The popular Maruti Suzuki Swift and the Datsun Go have failed the latest round of Indian crash tests carried out by Global NCAP. The Go is an entry-level model, which competes with Maruti Suzuki's Alto800 and Hyundai Eon, while the Swift is positioned as a more premium hatchback.
The Swift has received a zero star rating in the 64km/h frontal collision test. Two variants of the car were tested - one exported by Maruti to Latin America and another which sells as the base variant here in India. Latin American market regulations mean that car's base variant too has airbags/ABS, while in India neither is standard.
Global NCAP's testing protocol mandates that all cars (including base variants) must carry at least airbags and ABS to get its certification; and so on that count alone the Indian Swift model failed the test even before the crash happened. The crash analysis showed the crash-test-dummies having sustained near-fatal injuries, more so in the case of the driver. The car's structural integrity was also deemed as unstable. And this is a key point, given the made-in-Europe Swift has a much sturdier structure and had achieved a 5-Star crash certification from Euro-NCAP.

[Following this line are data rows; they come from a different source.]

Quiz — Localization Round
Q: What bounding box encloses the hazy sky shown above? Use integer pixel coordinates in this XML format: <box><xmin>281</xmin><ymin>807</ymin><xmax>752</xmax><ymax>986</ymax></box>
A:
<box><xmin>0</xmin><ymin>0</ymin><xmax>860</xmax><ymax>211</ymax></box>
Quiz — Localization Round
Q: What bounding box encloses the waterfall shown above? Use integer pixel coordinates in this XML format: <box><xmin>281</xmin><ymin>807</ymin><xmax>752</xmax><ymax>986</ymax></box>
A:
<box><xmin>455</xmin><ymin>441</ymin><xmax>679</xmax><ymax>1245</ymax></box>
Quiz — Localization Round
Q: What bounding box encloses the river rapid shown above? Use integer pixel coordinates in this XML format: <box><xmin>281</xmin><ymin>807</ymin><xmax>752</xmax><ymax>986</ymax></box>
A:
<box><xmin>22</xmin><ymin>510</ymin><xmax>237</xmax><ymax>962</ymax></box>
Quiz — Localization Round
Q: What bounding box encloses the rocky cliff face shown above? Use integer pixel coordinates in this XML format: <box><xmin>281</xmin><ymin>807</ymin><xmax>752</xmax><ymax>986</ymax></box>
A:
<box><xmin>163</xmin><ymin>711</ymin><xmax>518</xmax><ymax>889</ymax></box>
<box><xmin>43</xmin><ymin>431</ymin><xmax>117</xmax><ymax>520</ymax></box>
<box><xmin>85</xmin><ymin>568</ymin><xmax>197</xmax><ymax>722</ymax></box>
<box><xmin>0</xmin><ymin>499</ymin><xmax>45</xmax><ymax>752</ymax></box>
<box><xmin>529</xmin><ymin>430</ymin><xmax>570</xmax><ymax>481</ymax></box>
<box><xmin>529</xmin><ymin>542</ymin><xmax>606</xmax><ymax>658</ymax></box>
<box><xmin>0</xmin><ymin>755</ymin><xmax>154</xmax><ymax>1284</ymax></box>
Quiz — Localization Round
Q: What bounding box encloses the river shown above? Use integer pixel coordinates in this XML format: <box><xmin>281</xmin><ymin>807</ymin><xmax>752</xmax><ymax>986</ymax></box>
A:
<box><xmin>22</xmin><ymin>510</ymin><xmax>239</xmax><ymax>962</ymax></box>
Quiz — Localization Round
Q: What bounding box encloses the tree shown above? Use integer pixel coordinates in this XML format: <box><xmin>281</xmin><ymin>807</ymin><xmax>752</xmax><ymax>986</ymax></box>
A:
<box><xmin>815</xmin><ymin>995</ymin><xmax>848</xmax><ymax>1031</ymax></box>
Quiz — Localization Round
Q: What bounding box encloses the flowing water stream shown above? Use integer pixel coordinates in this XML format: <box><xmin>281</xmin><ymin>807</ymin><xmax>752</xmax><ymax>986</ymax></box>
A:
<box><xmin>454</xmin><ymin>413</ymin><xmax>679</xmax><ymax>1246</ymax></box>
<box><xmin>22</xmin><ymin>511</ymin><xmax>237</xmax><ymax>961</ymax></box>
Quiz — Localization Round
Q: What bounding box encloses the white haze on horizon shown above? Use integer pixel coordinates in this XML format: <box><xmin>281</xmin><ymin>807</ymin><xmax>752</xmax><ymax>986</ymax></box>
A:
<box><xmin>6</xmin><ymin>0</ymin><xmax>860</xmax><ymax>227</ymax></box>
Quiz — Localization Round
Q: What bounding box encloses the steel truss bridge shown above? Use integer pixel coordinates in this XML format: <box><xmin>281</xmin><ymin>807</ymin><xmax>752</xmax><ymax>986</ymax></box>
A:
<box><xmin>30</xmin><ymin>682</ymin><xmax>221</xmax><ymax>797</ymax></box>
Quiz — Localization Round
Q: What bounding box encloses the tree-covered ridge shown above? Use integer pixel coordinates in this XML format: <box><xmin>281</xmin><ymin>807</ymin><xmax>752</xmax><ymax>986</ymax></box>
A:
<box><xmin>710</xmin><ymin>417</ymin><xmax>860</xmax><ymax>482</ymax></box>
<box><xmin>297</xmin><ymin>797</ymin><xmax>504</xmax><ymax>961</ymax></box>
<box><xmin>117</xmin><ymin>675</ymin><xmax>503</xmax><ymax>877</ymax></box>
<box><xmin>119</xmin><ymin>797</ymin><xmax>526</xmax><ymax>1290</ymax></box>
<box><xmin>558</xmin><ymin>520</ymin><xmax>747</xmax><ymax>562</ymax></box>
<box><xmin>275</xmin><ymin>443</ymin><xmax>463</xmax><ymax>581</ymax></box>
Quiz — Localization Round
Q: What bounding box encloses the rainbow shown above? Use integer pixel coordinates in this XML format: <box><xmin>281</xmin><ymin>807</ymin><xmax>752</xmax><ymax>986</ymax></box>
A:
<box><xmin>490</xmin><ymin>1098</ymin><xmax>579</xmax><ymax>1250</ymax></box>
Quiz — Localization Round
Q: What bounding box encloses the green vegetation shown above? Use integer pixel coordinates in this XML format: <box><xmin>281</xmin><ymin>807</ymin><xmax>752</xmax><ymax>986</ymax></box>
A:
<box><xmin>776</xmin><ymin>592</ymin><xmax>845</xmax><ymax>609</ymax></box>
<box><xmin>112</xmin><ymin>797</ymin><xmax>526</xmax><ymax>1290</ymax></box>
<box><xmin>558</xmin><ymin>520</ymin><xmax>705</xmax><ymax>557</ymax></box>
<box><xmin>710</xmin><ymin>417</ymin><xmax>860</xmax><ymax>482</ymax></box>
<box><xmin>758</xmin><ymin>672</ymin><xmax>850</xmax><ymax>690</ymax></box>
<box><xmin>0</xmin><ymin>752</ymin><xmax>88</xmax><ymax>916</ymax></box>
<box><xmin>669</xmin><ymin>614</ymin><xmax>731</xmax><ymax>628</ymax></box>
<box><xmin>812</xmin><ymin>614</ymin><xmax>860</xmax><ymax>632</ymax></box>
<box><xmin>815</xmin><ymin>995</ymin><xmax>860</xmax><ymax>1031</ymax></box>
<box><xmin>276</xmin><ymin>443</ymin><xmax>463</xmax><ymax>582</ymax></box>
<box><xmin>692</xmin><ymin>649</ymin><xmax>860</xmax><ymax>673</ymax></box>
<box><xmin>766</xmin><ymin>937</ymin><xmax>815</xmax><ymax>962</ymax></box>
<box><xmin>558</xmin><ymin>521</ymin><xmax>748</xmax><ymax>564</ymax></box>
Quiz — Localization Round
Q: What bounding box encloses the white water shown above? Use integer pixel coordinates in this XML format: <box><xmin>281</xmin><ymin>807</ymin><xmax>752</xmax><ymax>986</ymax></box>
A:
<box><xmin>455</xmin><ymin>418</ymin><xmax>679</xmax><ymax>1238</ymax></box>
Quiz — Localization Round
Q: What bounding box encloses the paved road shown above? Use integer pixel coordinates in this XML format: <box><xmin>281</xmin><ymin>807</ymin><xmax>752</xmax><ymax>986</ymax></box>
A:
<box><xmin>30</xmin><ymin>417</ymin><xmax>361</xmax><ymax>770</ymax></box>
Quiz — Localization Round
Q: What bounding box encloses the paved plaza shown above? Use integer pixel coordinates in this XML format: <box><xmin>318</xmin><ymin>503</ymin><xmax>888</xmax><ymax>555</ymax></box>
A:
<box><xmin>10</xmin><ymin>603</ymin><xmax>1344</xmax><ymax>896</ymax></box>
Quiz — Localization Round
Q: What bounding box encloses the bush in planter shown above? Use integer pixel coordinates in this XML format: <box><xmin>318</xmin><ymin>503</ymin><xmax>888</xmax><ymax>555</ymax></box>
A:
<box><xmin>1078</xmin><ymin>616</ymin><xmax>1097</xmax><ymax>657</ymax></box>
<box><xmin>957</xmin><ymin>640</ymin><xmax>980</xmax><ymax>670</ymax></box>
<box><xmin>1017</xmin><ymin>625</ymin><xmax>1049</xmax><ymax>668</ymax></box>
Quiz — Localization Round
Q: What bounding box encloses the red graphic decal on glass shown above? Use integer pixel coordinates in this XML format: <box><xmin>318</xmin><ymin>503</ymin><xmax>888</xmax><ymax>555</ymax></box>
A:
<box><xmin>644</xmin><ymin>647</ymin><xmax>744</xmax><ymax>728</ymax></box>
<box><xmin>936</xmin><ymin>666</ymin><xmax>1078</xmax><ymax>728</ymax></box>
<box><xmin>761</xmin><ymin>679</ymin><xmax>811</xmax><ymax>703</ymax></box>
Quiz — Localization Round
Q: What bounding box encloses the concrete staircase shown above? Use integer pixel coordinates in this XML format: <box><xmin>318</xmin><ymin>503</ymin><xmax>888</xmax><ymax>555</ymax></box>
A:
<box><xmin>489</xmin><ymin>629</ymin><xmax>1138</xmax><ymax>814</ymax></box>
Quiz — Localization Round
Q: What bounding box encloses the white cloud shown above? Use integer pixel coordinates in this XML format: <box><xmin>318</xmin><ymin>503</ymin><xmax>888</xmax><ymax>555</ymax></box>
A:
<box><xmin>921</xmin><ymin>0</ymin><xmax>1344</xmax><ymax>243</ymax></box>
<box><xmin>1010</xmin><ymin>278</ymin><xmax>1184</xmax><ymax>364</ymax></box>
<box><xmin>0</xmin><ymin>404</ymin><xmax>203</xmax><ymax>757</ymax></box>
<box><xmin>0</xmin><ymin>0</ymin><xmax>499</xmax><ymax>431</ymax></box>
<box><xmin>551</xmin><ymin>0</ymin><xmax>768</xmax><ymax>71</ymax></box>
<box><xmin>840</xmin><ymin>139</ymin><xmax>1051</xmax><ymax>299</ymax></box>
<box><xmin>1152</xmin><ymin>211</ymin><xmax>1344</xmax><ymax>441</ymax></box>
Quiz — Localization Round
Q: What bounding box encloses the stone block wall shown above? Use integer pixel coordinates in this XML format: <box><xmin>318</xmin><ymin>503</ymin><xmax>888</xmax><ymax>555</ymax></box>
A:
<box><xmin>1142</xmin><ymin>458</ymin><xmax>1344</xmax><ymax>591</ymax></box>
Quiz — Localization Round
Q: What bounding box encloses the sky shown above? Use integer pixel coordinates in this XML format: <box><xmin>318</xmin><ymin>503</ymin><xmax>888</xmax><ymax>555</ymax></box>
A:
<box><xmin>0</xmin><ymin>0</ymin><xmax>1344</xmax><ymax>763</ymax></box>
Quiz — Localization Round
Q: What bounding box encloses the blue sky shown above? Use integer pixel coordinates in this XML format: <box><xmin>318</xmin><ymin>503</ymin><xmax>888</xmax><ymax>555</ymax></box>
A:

The Latin American export Swift got a 3-Star rating, chiefly due to the presence of airbags/ABS, which meant fewer injuries to the crash-test-dummies. But structurally that car performed similarly to the other Swift. (Watch: the test preparations and actual crash of Latin American export variant)
But it isn't just about adding airbags or ABS, as the Datsun Go's crash test shows. The car's body shell disintegrated severely during the same kind of test. Of course the lack of airbags further compounded the potential injuries. The driver and passenger dummies sustained fatal injuries to the head, torso and legs.
Last year Global NCAP had carried out the first round of India tests, where the Tata Nano, Hyundai i10, Maruti Alto800, Ford Figo and VW Polo had been crashed. None of the cars had passed due to a lack of airbags as standard, with the smaller cars faring poorly on build quality too. (Read: Details of the first round of India crash tests by Global NCAP)
The focus of these tests is to create awareness amongst Indian consumers, and also suggest the adoption of safety protocols by the government. Very often manufacturers claim they don't offer safety features in base versions due to lack of demand by consumers. (Read: What should you keep in mind when buying a car)
There is a draft bill on road safety that has been prepared by the NDA government, and set to Parliament. Sharing details of the new bill with NDTV, the Road Transport Ministry says it proposes the setting up of an India NCAP and adoption of safety standards that will mirror what's currently mandated in Western Europe.
PS: All manufacturers whose cars are crash tested are always informed and invited to witness the test. We sought reactions from both Maruti Suzuki and Datsun.
Nissan India which owns Datsun has told NDTV: Automotive regulation standards in fast-growing countries are constantly evolving and as a global manufacturer, we are willing to adopt as well as help evolve standards in vehicular safety.
Also Read: Crash Tests Mandatory in India From October 2017
Commenting on this Maruti Suzuki India said, "The cars manufactured and sold by Maruti Suzuki in India fully conform to all the regulations that are presently applicable in India. Maruti Suzuki is committed towards Safety- safety for customers and for public at large. We have given a choice to the customers to select variants having air-bags & ABS. We will ensure all products will meet all the future safety regulations well in time."